- Born: 30 September 1915 Havana, Cuba
- Died: 2 October 2005 (aged 90) Miami, Florida USA

= Margarita Tamargo-Sanchez =

Cuban pharmacist (1915–2005)

Dr. Margarita Tamargo-Sanchez (September 30, 1915 in Havana, Cuba - October 2, 2005 in Miami, Florida) was a prominent pharmacist and bacteriologist in Cuba.

Dr. Tamargo-Sanchez was the daughter of Domingo Tamargo-Bautista (1883–1947) and Gloria Sanchez-del Monte (1888–1963). She never married but had three siblings, Ana Gloria (1910–1996) (wife of Francisco Diaz-Silveira Lopez), Domingo Alberto (1913–2002), and Alberto (1919–1984).

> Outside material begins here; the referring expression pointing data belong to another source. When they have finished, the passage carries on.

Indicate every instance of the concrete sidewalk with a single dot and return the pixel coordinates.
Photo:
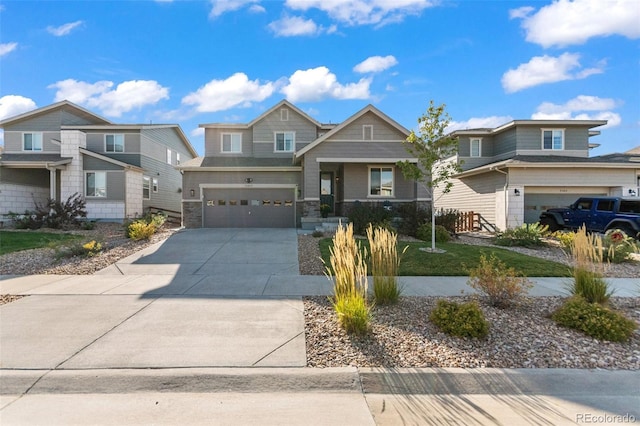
(208, 327)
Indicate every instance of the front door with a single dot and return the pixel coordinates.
(326, 189)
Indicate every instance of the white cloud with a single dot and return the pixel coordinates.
(546, 69)
(564, 22)
(290, 26)
(521, 12)
(479, 123)
(597, 109)
(12, 105)
(220, 7)
(237, 90)
(364, 12)
(6, 48)
(65, 29)
(125, 97)
(319, 83)
(375, 64)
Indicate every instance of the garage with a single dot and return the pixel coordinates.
(534, 204)
(249, 207)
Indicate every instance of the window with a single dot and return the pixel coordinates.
(146, 193)
(553, 139)
(381, 181)
(32, 141)
(114, 143)
(285, 141)
(232, 142)
(367, 132)
(96, 184)
(476, 148)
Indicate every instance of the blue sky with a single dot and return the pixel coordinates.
(194, 62)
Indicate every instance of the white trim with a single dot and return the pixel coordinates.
(471, 139)
(275, 141)
(114, 143)
(393, 180)
(552, 130)
(364, 160)
(231, 134)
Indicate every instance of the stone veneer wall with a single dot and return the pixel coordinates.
(192, 214)
(18, 198)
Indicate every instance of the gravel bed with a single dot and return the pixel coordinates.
(521, 337)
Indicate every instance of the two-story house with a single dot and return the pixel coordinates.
(280, 167)
(62, 149)
(513, 172)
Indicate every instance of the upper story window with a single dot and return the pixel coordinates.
(367, 132)
(96, 184)
(475, 148)
(114, 143)
(32, 141)
(553, 139)
(381, 181)
(285, 141)
(146, 188)
(232, 142)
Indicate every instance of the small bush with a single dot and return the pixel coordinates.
(503, 286)
(361, 215)
(140, 230)
(594, 320)
(618, 246)
(527, 235)
(424, 233)
(353, 313)
(462, 320)
(590, 285)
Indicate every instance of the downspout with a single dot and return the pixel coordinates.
(506, 193)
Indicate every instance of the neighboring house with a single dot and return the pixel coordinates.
(277, 170)
(514, 172)
(62, 149)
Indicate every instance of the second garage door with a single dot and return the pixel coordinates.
(249, 208)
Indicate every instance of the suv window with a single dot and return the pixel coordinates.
(630, 206)
(584, 204)
(605, 205)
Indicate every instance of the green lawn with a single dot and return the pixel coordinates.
(11, 241)
(459, 257)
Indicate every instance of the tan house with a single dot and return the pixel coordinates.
(514, 172)
(278, 169)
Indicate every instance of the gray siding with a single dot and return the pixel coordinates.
(263, 132)
(31, 177)
(476, 193)
(213, 142)
(13, 142)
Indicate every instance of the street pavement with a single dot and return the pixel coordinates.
(208, 328)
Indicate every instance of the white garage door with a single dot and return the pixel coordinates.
(249, 208)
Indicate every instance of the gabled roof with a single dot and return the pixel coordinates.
(347, 122)
(542, 123)
(282, 103)
(78, 110)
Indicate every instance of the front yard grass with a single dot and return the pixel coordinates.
(11, 241)
(459, 258)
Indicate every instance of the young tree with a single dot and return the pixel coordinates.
(433, 148)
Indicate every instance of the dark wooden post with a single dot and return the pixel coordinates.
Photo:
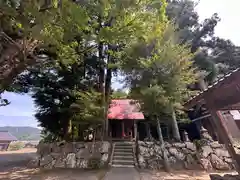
(148, 131)
(123, 130)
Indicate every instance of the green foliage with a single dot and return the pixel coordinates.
(14, 146)
(162, 75)
(119, 94)
(87, 108)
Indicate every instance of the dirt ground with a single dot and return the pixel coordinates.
(180, 175)
(57, 174)
(13, 167)
(20, 158)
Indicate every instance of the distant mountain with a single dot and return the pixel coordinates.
(23, 133)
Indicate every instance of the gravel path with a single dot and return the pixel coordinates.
(122, 174)
(13, 159)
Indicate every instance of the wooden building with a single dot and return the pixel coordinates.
(218, 99)
(126, 122)
(5, 139)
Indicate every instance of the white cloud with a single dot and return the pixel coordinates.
(229, 13)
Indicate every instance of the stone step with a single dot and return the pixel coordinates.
(124, 144)
(120, 165)
(123, 162)
(123, 147)
(122, 153)
(123, 158)
(122, 150)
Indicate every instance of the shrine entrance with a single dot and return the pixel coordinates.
(121, 129)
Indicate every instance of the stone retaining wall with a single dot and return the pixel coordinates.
(212, 156)
(85, 155)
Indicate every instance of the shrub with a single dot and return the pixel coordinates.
(14, 146)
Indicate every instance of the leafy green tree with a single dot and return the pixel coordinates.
(119, 94)
(159, 77)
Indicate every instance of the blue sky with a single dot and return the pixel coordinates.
(21, 110)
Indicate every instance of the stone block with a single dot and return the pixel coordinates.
(191, 146)
(206, 151)
(45, 160)
(71, 160)
(206, 164)
(220, 152)
(105, 147)
(218, 163)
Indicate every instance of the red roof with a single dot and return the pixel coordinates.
(124, 109)
(6, 136)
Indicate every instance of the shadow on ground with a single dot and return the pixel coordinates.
(7, 161)
(56, 174)
(180, 175)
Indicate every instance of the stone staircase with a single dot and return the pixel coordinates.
(123, 154)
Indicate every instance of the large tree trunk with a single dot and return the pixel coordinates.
(107, 95)
(164, 153)
(176, 134)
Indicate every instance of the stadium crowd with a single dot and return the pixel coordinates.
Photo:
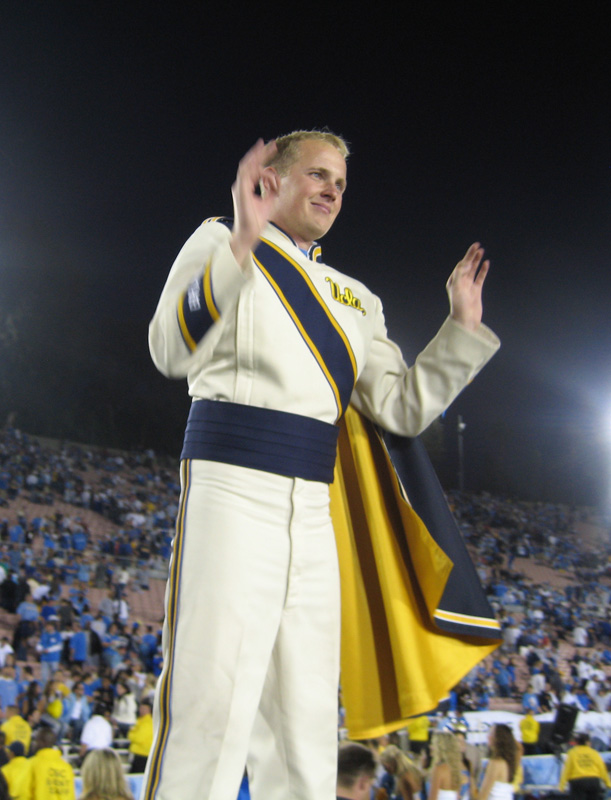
(83, 532)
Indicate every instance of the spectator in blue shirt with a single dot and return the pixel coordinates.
(78, 644)
(50, 648)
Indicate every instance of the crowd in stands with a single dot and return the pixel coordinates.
(82, 530)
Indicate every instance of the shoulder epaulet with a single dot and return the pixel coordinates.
(227, 221)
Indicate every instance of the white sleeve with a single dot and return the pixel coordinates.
(203, 284)
(405, 400)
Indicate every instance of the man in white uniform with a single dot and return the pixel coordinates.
(275, 345)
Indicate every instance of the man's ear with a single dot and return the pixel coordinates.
(270, 181)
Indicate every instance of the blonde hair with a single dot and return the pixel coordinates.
(103, 777)
(445, 749)
(288, 148)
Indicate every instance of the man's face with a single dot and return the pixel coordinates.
(310, 194)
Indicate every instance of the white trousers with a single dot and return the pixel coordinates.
(251, 641)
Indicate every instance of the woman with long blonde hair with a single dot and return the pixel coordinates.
(103, 777)
(503, 765)
(408, 780)
(446, 773)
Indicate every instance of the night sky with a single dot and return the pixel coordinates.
(121, 126)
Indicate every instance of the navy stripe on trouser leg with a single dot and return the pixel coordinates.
(293, 751)
(235, 557)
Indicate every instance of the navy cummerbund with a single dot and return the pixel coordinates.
(261, 438)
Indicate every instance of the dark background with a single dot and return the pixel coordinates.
(121, 126)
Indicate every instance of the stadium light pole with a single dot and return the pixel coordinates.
(460, 428)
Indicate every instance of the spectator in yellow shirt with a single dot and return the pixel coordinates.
(530, 727)
(16, 729)
(583, 770)
(18, 772)
(52, 776)
(141, 737)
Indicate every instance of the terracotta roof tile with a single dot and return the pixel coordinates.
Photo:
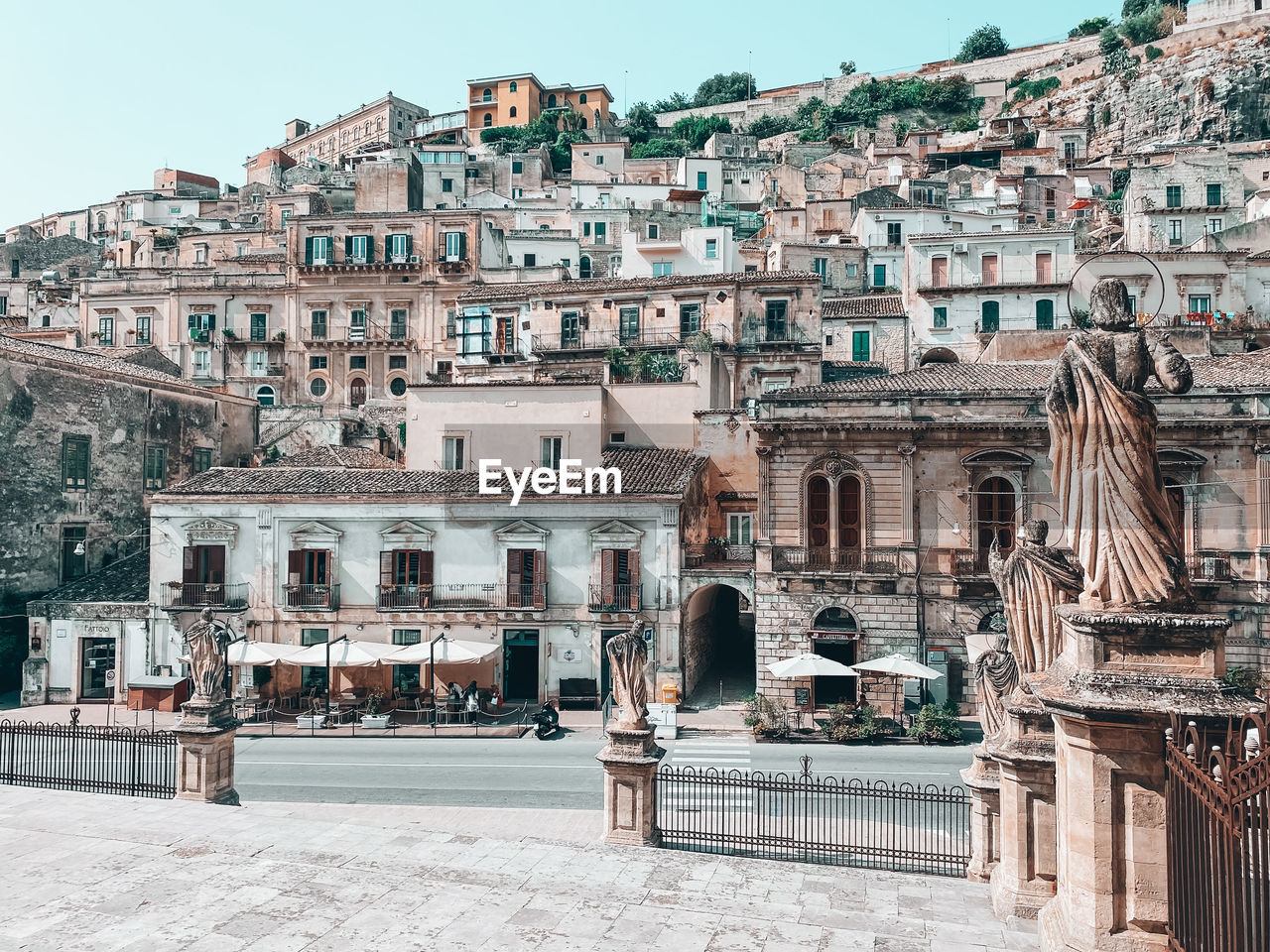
(123, 580)
(589, 286)
(864, 306)
(644, 472)
(338, 456)
(82, 358)
(1232, 371)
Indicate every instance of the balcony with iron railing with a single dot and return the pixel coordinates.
(451, 597)
(312, 598)
(220, 597)
(835, 561)
(615, 598)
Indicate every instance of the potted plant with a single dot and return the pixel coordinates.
(372, 719)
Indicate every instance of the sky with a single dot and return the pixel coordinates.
(99, 95)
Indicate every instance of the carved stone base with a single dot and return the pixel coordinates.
(630, 800)
(204, 753)
(1110, 693)
(984, 784)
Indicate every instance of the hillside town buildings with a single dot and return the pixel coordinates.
(820, 366)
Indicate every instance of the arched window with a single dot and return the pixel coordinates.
(994, 508)
(849, 513)
(1046, 315)
(818, 513)
(1176, 498)
(989, 317)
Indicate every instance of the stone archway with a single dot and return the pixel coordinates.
(716, 636)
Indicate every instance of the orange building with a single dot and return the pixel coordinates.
(518, 100)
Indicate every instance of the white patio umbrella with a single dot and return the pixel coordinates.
(898, 666)
(808, 665)
(444, 652)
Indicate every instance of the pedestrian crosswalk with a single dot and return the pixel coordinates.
(726, 752)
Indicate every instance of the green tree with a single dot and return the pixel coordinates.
(1109, 40)
(725, 87)
(1091, 27)
(659, 149)
(640, 122)
(695, 130)
(983, 44)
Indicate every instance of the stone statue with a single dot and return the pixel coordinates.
(206, 647)
(1106, 470)
(627, 656)
(1033, 580)
(996, 673)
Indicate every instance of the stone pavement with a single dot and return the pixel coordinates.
(95, 873)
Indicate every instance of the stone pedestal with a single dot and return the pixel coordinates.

She graduated from University of Havana in 1939, obtaining a doctorate in pharmacy, and became the director of the pharmacy department of the anti-tuberculosis Children's Hospital in Havana. In 1949, she won a scholarship to further studies specialized in bacteriology with Sir Alexander Fleming, who discovered penicillin, becoming the first Cuban woman to obtain this scholarship. She studied under the direction of Dr. Fleming at St. Mary's Hospital in the University of London and, later, Dr. Fleming and his wife visited Tamargo-Sanchez and her family in Cuba, where, at her request, he lectured at the University of Havana.

She came to the United States in 1968 and worked at Mount Sinai Hospital, New York, until her retirement in 1980. She then spent her last 22 years in Miami with her family.